Mac OS X makes the (sensible) choice that the service-invoking application’s user interface language dictates the language of all text in that application. But the fact that we’re dealing with ordered lists of languages, rather than individual languages, makes things a bit more complicated. Let’s take an example:

Your user interface language preferences are, in order, Japanese, German and English.

(Those also happen to be the languages I understand in ascending order of proficiency, with a gigantic gap between Japanese and German.)

Service menu item A has Japanese, German and English localizations. Item B has only German and English.

Say the app you’re running has only an English localization. Items A and B both appear in English.

What if your app has a Japanese localization? Item A appears in Japanese, but item B appears in German, even if the app has no German localization.

I’m guessing (have not completely verified) that OS X picks a list of potential service menu item languages by looking at the user’s preferred language list, starting with the user interface language of the current application.

What’s the bug? ICeCoffEE’s configuration sheet is hosted in System Preferences. When looking for a list of filter-able services, ICeCoffEE asks System Preferences for its Services menu and saves your choices according to the displayed item text. See for yourself:

% defaults read net.sabi.icecoffee ICServiceOptions
    ChineseTextConverter = {ICServiceHidden = 1; }; 
    "CocoaMySQL-SBG" = {ICServiceHidden = 1; }; 
    "Define in OmniDictionary" = {ICServiceHidden = 1; }; 

I did this because it seemed to be a WYSIWYG method of filtering, but it means that the user interface language of System Preferences influences what service names you see. If an item is also localized in a different language, it won’t get hidden.

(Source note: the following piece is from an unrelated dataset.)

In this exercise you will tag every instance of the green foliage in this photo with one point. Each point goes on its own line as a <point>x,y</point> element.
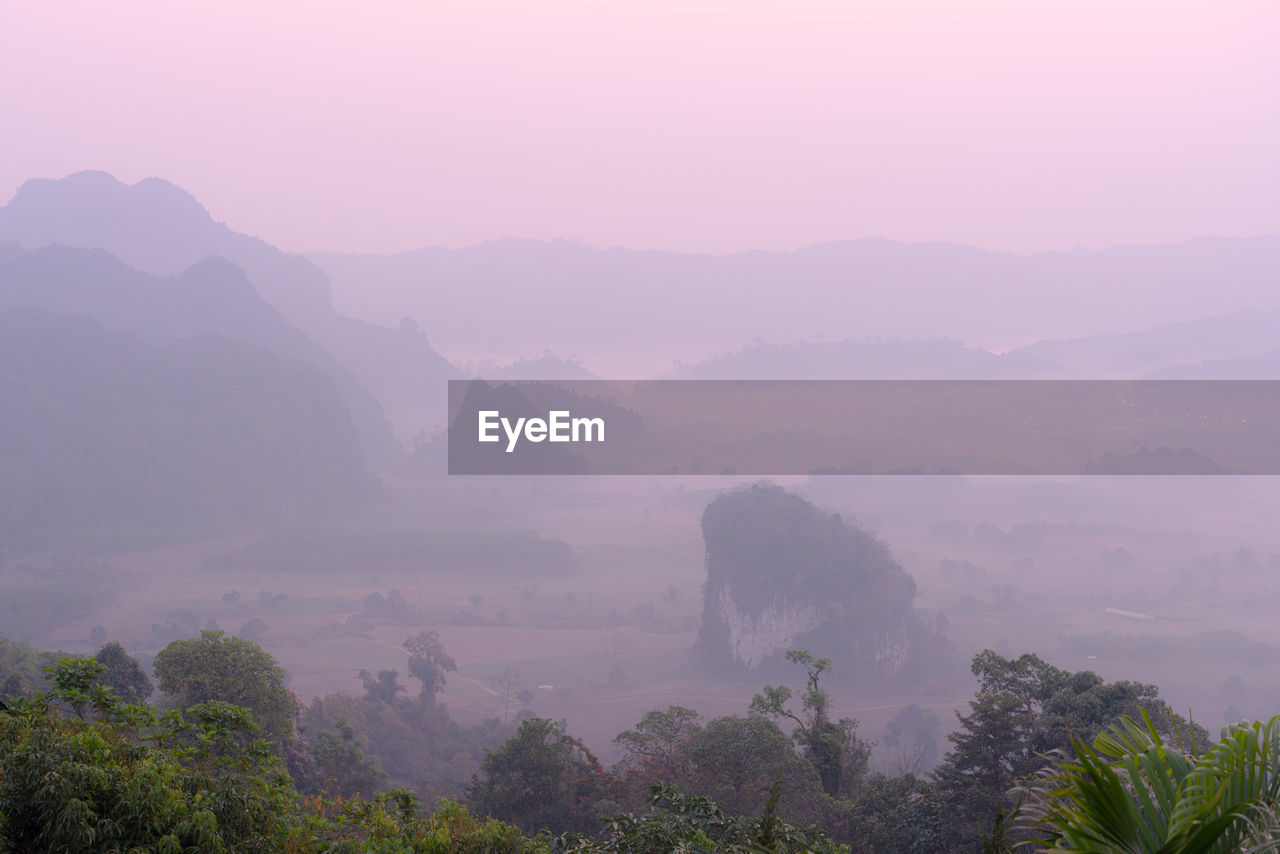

I’ve never received a report of this bug. However, if it affects you, I can suggest two workarounds.

  1. Edit the preferences property list yourself. The format is pretty simple, but I don’t recommend this. If you break it, you get to keep both pieces.
  2. For every user interface language you use, launch System Preferences with that language at the top of the preferred list, and select the localized service names for that language in ICeCoffEE’s preferences. This assumes, of course, that System Preferences is localized in every language for which a service item you want to hide is localized. At worst, you will end up with something like this, where ICeCoffEE’s interface is in German and the service names are in Japanese:


    (Sharp-eyed people may notice two changes in the screenshot above, which hint at features coming in ICeCoffEE 1.5 :-)

I plan to fix the bug by doing something like option 2, adding the text of every available service menu item localization to the ignore list. It makes things more complicated because I currently store hidden services hierarchically, such that if you disable the submenu, everything inside it goes away; however, it’s possible that different localizations of service names will have different submenu structures. (Yuck.) This method also breaks if a newer version of an application adds a service name localization, but simply opening and closing the ICeCoffEE configuration sheet should fix that problem.

There are other ways I could handle this. I could store the bits used to define a service (NSMessage, NSPortName, etc.) but that would mean a lot more work to do when filtering the service list without scanning the disk as Service Scrubber does. Or I could canonicalize to English before filtering, which conflicts with applications that have no English localization, or applications like Monolingual which delete localizations—although deleting English is often unsafe because it’s the ultimate “fallback” language.